The players not only offer value on the pitch for clubs like Bologna, but also in their sell-on potential. Left back Aaron Hickey joined Bologna from Hearts at the age of just 18 in 2020.
There, he played well enough in just 47 games to be sold on to Premier League Brentford, a club that prides itself on finding value players, for 10 times the fee the Italians paid for him. When Ferguson told him he’d been approached by Bologna, it was Hickey who gave the thumbs up and sang the praises of the city .
The current crop of Scots in Italy seem to be feeling more at home than did their legendary predecessor Denis Law, who spent a year with Torino from the summer of 1961 after joining from Manchester City. He scored 10 goals in 27 games and was voted overseas player of the year, but was also involved in a car crash that almost killed his English teammate Joe Baker.
Law was also infuriated by a controversial sending-off, in which the ref was apparently encouraged to give him the red card by Torino’s own coach, apparently for disobeying orders and taking a throw-in. He soon returned to Manchester with United, but Scots are once again scoring goals for Torino this season. New signing Adams banged in three goals as they opened the season strongly, and in a recent interview could be heard talking of his determination to visit Superga, the site of the air crash that wiped out the club’s great team of the late 1940s.
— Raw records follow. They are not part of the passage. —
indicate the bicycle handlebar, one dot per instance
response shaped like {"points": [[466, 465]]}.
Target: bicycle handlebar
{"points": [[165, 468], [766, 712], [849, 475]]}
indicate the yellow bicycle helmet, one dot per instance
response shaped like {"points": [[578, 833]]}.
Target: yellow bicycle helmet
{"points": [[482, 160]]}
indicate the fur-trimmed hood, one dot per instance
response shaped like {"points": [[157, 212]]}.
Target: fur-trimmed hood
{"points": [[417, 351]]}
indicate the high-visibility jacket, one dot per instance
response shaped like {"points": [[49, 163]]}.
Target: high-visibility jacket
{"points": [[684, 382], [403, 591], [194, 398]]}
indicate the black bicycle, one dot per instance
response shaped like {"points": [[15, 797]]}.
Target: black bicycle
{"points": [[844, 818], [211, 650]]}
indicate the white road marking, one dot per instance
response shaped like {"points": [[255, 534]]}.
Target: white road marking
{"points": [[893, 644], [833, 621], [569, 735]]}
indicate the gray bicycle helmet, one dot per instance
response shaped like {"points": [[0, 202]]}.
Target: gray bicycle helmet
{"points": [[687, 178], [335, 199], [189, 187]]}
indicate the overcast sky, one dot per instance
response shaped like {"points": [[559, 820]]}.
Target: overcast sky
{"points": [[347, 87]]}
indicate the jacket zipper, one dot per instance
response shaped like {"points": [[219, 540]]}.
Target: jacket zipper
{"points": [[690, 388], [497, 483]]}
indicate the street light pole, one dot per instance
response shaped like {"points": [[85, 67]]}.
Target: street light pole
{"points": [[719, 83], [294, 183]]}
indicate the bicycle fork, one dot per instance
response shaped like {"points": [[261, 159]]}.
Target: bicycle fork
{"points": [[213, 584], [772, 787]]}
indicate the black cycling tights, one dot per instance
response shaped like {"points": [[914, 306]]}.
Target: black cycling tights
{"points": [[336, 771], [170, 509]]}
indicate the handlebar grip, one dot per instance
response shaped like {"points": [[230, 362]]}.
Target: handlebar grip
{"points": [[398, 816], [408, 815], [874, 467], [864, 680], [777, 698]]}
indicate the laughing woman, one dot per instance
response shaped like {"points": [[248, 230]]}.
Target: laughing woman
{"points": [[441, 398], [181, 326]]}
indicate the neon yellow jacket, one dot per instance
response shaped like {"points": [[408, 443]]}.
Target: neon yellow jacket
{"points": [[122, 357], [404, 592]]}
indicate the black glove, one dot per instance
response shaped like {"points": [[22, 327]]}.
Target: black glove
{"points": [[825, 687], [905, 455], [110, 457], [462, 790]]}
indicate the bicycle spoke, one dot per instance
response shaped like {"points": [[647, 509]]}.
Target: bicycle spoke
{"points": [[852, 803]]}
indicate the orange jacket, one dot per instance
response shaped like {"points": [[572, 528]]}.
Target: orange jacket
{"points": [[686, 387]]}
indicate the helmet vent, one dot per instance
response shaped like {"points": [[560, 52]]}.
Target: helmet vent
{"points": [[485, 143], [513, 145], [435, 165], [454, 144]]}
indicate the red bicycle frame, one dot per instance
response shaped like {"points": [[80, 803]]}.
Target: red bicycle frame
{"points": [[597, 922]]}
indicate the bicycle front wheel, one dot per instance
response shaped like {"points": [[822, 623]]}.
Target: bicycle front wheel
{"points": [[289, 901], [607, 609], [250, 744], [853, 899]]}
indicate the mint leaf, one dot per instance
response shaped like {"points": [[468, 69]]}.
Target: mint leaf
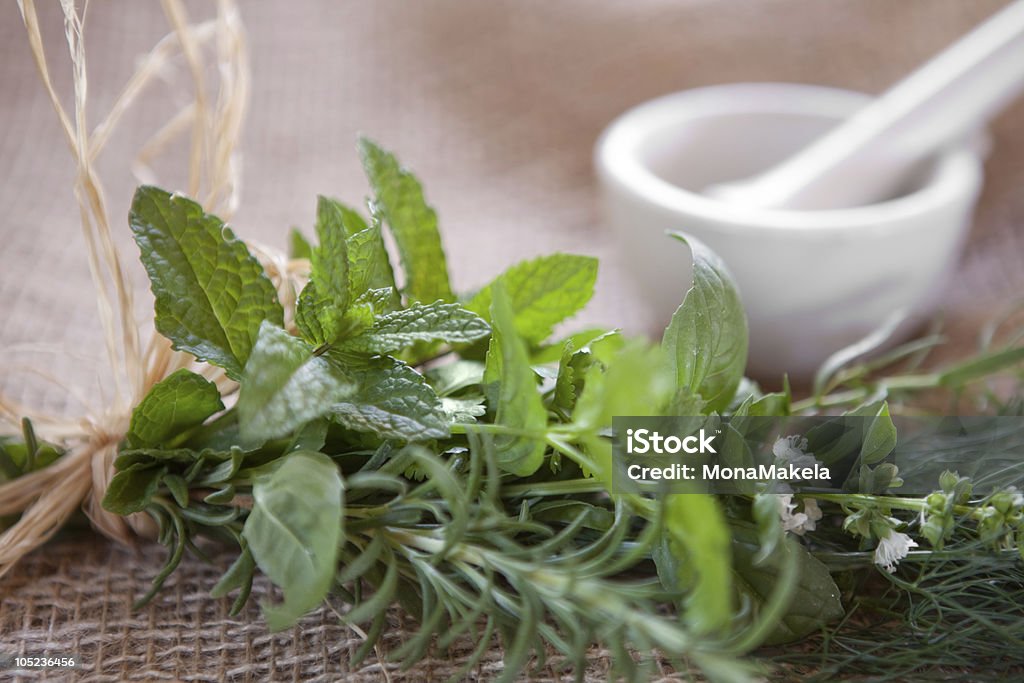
{"points": [[133, 487], [699, 538], [294, 531], [178, 402], [320, 312], [286, 386], [330, 258], [436, 322], [369, 265], [518, 403], [298, 246], [632, 382], [211, 294], [414, 224], [707, 337], [543, 292], [316, 319], [391, 400]]}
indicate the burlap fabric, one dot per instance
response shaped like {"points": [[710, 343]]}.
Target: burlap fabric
{"points": [[497, 107]]}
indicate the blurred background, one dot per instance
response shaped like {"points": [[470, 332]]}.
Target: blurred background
{"points": [[496, 105]]}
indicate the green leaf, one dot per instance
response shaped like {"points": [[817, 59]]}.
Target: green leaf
{"points": [[707, 337], [815, 600], [454, 377], [324, 301], [369, 265], [316, 319], [399, 199], [699, 539], [133, 487], [286, 386], [633, 383], [880, 437], [552, 352], [294, 532], [391, 400], [211, 294], [436, 322], [174, 404], [298, 246], [239, 575], [330, 258], [518, 402], [543, 292]]}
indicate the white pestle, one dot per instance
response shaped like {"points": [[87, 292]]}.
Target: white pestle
{"points": [[876, 153]]}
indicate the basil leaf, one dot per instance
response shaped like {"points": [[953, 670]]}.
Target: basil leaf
{"points": [[211, 295], [543, 292], [286, 386], [707, 338], [398, 197], [698, 538], [815, 600], [880, 437], [436, 322], [174, 404], [294, 531], [391, 400], [517, 402]]}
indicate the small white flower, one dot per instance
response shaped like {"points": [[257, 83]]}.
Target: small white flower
{"points": [[798, 522], [793, 450], [892, 549]]}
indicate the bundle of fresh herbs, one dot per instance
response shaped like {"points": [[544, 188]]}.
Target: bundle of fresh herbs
{"points": [[369, 443]]}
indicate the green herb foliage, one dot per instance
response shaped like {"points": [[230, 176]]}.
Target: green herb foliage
{"points": [[397, 447]]}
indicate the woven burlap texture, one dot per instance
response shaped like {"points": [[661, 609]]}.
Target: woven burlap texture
{"points": [[497, 107]]}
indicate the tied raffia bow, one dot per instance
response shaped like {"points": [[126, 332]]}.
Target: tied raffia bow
{"points": [[46, 498]]}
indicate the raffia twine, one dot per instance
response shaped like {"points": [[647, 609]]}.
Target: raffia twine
{"points": [[45, 499]]}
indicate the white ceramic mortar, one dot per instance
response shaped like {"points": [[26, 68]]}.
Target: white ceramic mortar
{"points": [[812, 282]]}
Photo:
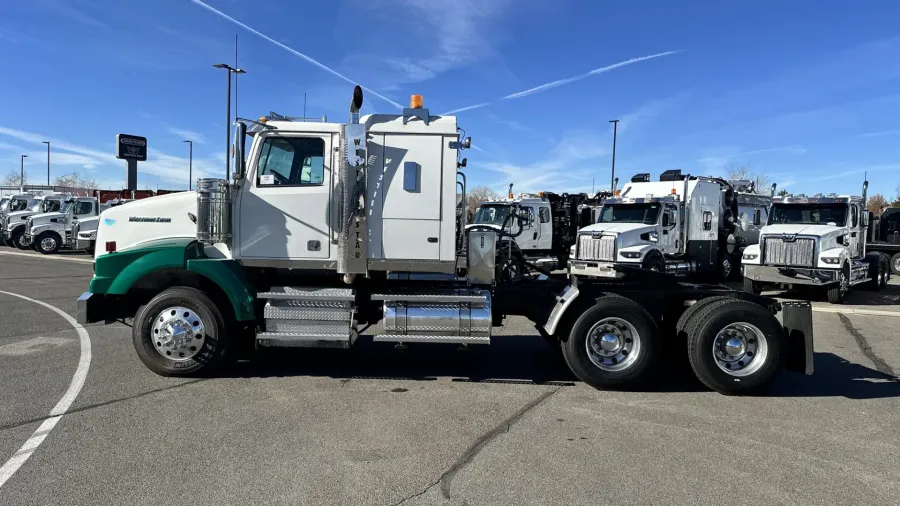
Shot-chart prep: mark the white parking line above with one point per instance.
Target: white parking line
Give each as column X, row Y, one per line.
column 48, row 257
column 847, row 310
column 84, row 363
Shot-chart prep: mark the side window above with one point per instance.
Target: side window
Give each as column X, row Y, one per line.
column 291, row 161
column 84, row 207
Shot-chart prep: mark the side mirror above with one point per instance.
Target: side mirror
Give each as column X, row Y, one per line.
column 240, row 143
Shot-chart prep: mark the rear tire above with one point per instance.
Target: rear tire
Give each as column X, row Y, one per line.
column 753, row 287
column 734, row 346
column 613, row 343
column 190, row 321
column 895, row 264
column 47, row 243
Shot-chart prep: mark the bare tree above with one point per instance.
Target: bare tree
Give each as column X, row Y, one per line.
column 14, row 178
column 76, row 180
column 477, row 195
column 876, row 204
column 760, row 180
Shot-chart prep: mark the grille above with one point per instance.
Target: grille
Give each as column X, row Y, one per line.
column 800, row 252
column 597, row 248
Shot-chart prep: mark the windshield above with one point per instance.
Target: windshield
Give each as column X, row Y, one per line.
column 808, row 214
column 50, row 206
column 630, row 213
column 492, row 214
column 18, row 205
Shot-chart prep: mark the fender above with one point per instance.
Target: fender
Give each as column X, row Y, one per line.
column 116, row 273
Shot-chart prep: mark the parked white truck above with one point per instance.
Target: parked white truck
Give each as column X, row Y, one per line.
column 328, row 228
column 680, row 224
column 817, row 241
column 21, row 207
column 50, row 231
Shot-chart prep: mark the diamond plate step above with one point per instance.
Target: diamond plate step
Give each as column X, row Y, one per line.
column 397, row 338
column 308, row 293
column 306, row 310
column 298, row 340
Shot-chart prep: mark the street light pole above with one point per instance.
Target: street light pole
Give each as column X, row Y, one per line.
column 190, row 162
column 229, row 69
column 612, row 178
column 48, row 160
column 22, row 178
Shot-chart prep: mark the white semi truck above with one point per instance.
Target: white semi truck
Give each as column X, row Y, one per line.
column 817, row 242
column 680, row 224
column 549, row 224
column 327, row 228
column 50, row 231
column 21, row 207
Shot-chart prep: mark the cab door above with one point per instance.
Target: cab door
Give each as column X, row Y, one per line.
column 283, row 207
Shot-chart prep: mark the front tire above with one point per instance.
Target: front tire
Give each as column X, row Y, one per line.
column 734, row 346
column 180, row 332
column 611, row 344
column 47, row 243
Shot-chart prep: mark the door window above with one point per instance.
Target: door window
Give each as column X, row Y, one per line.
column 544, row 213
column 292, row 161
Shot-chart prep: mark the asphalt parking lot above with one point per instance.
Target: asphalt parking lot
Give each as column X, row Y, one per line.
column 505, row 424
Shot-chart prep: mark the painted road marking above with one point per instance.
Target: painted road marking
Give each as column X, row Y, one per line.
column 48, row 257
column 84, row 363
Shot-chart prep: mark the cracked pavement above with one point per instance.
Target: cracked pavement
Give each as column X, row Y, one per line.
column 498, row 425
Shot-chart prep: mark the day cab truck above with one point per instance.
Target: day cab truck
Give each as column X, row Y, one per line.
column 681, row 224
column 817, row 242
column 327, row 228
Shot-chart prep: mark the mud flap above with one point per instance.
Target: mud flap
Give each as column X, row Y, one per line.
column 797, row 318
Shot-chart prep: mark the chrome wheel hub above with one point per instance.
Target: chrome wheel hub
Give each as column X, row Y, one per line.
column 178, row 333
column 740, row 349
column 613, row 344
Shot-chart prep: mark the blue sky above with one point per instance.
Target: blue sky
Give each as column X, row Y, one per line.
column 804, row 91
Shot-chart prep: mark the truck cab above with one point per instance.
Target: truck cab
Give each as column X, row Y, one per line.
column 48, row 232
column 12, row 224
column 817, row 241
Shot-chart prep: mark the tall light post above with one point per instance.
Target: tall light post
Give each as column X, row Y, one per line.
column 612, row 178
column 22, row 178
column 191, row 162
column 48, row 160
column 229, row 70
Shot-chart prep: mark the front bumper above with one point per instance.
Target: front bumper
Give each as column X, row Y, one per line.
column 595, row 268
column 790, row 275
column 97, row 307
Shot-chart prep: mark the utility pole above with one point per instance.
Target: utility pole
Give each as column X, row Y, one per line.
column 22, row 178
column 612, row 177
column 48, row 160
column 190, row 163
column 229, row 70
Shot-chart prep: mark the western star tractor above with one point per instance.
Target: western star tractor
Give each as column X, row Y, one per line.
column 327, row 228
column 817, row 242
column 681, row 224
column 549, row 222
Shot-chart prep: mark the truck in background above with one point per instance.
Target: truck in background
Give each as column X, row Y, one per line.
column 817, row 242
column 681, row 224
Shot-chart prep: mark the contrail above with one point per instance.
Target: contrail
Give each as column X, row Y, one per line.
column 293, row 51
column 561, row 82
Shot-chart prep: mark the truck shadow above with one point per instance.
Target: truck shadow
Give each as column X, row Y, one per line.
column 528, row 360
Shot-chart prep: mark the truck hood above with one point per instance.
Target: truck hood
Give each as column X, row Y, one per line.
column 823, row 231
column 618, row 228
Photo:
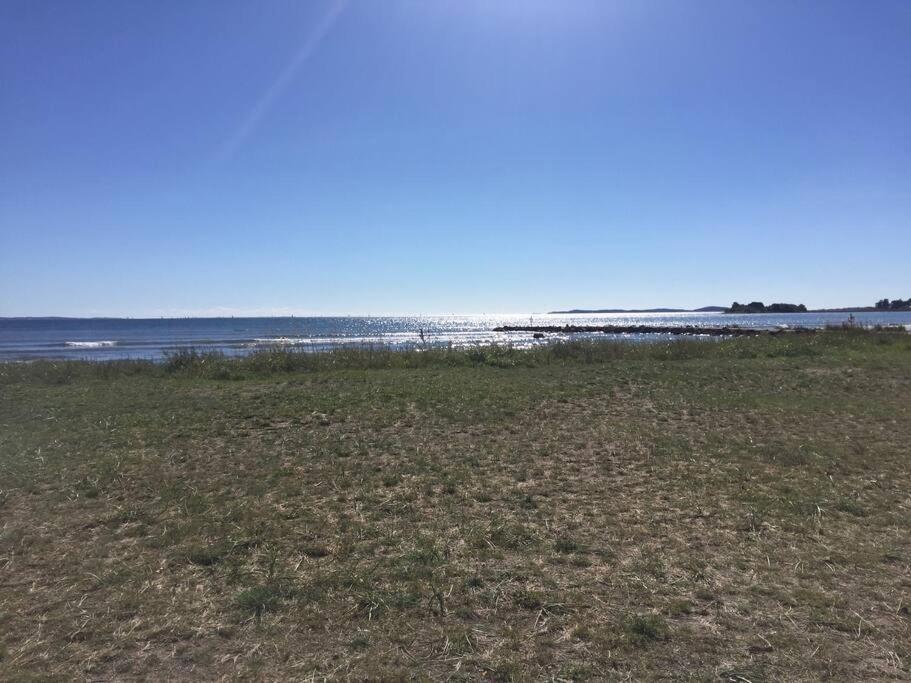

Twenty years after Law came to Italy, the combative former Leeds and Manchester United striker Joe Jordan attained cult status in just two seasons at AC Milan, where he was nicknamed Lo Squalo (The Shark). Jordan’s status had clearly escaped Milan’s Gennaro Gattuso when the pair squared up to one another following their loss to Spurs – where Joe was an assistant coach – in 2011.
Appraised of his reputation, the normally combative Gattuso quickly apologised, invited Jordan to be his guest at the club’s training ground and said in 2022 that his son still teases him about the time he tried to pick a fight with a San Siro legend. Like the current players, Jordan speaks fondly of his time in Italy. His daughter now lives there and he visits regularly.
The most successful of the original three Scottish stars to play in Italy was Souness, who joined Trevor Francis at Sampdoria in 1984. He immediately took to the Italian game. “I found the football easy… there wasn’t as much pressing, you could get in the ball much easier as they would retreat,” Souness has said. In his first season, Sampdoria finished fourth, their highest-ever position, and he scored against AC Milan to take the Coppa Italia.
But now memories of Law, Jordan and Souness are being replaced by new ones made by McTominay, Ferguson, Adams and co. And what does the great modern Scottish commentator think of it? He told me: “Ah, McKallaster loves it – it means he doesn’t have to watch English football to see Scots playing abroad.”